In what may be a sign of things to come in a post-sale world, Focus Financial Partners LLC stealthily reported the purchase of one of two financial firms co-owned and co-founded by Smith A. Brownlie III and James E. Braden. 

In its first substantive deal since selling out to Stone Point Capital LLC, the New York based roll-up acquired Brownlie & Braden Advisors LLC, a Dallas- based RIA that manages $2.3 billion, according to Focus and $1.9 billion, according to the SEC ADV. See: Focus Financial's 'extraordinary' purchase of $16B-AUM SCS Capital and what Stone Point -- both buyer and seller in the deal -- may do to juice its investment.

A previous version of this artcle noted the oddity of the Brownlie & Braden ADV listing zero assets. On July 26, a reader left a comment with a link to an ADV under the name Hanover HillCrest Holdings. The ADV says that the firm has only 22 accounts. Since most clients have multiple accounts, it speaks to how this firm truly serves a very small clutch of ultra high net worth clients.

Focus put out a short press release on its website that was not carried on PR Newswire, the usual conduit for such news. Neither the roll-up nor the RIA replied to requests for comment from RIABiz or other publications. 

"In the second decade of our growth we expect the number of our deals to continue to increase as we pursue additional partnerships with the highest-caliber firms in the industry,” said Rudy Adolf, CEO of Focus Financial, in the release.

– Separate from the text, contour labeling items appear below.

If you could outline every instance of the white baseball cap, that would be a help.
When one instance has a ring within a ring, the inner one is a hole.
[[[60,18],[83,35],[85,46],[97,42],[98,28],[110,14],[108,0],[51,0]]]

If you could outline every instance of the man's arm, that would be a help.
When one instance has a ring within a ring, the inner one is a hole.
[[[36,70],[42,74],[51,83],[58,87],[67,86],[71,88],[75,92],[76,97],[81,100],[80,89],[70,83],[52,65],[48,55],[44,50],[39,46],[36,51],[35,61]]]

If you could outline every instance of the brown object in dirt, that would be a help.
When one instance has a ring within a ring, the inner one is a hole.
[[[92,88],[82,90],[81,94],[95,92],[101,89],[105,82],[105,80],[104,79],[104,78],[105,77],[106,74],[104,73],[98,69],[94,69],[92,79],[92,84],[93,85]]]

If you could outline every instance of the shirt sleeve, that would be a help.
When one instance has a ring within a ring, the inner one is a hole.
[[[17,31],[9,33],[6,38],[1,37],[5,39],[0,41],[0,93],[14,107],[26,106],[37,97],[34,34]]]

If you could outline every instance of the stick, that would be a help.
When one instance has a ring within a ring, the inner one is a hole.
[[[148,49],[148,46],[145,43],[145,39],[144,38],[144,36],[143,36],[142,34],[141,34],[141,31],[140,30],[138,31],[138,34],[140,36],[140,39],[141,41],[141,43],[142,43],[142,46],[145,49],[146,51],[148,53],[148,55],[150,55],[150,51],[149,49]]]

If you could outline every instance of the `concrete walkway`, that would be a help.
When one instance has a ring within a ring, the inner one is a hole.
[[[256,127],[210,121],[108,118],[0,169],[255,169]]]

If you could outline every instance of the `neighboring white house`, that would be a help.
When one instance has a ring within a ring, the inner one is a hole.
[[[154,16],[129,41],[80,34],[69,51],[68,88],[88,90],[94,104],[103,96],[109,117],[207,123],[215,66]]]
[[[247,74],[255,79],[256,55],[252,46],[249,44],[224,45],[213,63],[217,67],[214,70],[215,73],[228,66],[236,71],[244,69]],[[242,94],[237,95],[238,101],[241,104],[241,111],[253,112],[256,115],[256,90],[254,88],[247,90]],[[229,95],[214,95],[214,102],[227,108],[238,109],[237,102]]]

No mention was made in the deal announcement of Cotton Creek Capital, a Dallas-based private equity firm that buys small companies with between $5 million and $15 million of cash flow, which is solely controlled by the two owners of the RIA. 

Addressing conflict

Brownlie & Braden Advisors will at times make investing recommendations in this private equity to wealth management clients, according to Brownlie & Braden's ADV 2.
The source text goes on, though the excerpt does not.